Dickerson took over as host of Face the Nation on June 7, 2015.

CIA leak case

Dickerson co-wrote a July 17, 2003, Time article, "A War on Wilson?", which attributed the leak of Valerie Plame's CIA identity to senior Bush administration officials. Writing for Slate in February 2006 ("Where's My Subpoena?"), Dickerson speculated about why Patrick Fitzgerald never called him as a grand jury witness for his "bit role" in the drama.[6]

On January 29, 2007, during the trial of Scooter Libby, former White House spokesman Ari Fleischer, testifying under an immunity agreement, named Dickerson as one of two reporters (the other was David Gregory of NBC)[7] to whom he revealed that Wilson's wife worked at the CIA on July 11, 2003, during a Presidential visit to Niger, three days before her name was published by columnist Robert Novak. Another reporter, Tamara Lipper of Newsweek, reportedly walked away before he spoke of Plame.[8] Dickerson has disputed Fleischer's account,[9] claiming that Fleischer urged him to look into who sent Wilson but that he did not mention Plame's name or CIA identity. In a second trial dispatch on the matter, Dickerson revealed a previously-undisclosed excerpt from his email that July afternoon which he said corroborated his account: "On background WH officials were dissing Wilson. They suggested he was sent on his mission by a low level person at the agency."[10] Neither Lipper nor Gregory has commented publicly about what Fleischer told them.

On January 31, 2007, former Time reporter Matthew Cooper testified that Dickerson's Africa sources contributed information to the article "A War on Wilson?"[11] In addition to Ari Fleischer, Dickerson also spoke to White House Communications Director Dan Bartlett while in Africa.[12]

Style

The Washington Post once wrote about his style of asking questions: “The master of the game is John Dickerson of Time magazine, who has knocked Bush off script so many times that his colleagues have coined a term for cleverly worded, seemingly harmless, but incisive questions: ‘Dickersonian.’”

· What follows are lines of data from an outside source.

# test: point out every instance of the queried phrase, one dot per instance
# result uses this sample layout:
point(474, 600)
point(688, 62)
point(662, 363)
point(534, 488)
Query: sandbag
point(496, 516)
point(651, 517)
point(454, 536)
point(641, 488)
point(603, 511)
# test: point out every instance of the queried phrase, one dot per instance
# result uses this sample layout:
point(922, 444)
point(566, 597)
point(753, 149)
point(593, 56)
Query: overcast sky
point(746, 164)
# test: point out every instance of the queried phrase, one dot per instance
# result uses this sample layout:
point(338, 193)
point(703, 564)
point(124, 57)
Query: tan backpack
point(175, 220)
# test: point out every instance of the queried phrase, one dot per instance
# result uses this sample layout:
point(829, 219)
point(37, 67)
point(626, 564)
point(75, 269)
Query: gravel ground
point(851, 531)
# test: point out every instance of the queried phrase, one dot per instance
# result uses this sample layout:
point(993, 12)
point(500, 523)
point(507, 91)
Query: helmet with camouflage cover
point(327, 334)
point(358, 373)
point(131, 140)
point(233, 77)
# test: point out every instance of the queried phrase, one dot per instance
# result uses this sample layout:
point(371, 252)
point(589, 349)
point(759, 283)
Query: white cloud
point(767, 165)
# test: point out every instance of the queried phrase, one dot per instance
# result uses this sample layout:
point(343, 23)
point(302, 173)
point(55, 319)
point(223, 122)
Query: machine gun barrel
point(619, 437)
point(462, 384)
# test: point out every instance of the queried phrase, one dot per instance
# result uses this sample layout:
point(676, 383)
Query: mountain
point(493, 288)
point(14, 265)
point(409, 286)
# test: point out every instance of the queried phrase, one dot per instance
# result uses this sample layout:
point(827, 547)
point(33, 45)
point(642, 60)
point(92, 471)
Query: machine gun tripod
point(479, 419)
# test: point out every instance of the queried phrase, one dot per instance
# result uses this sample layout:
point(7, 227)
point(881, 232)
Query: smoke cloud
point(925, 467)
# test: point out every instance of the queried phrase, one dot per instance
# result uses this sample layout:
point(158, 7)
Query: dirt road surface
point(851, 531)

Dickerson (during April 13, 2004 press conference):In the last campaign, you were asked a question about the biggest mistake you'd made in your life, and you used to like to joke that it was trading Sammy Sosa. You've looked back before 9/11 for what mistakes might have been made. After 9/11, what would your biggest mistake be, would you say, and what lessons have you learned from it?
President Bush:I wish you would have given me this written question ahead of time, so I could plan for it.[13]

On February 29, 2008, Senator Hillary Clinton released a "red phone" television ad suggesting that her opponent, Senator Barack Obama, was unprepared to be President. On a conference call with Clinton staff, Dickerson asked, "What foreign policy moment would you point to in Hillary's career where she's been tested by crisis?" The question prompted—according to The Hotline—a "pregnant pause" so long "you could've knit a sweater in the time it took the usually verbose team of Mark Penn, Howard Wolfson and Lee Feinstein, Clinton's national security director, to find a cogent answer."[14]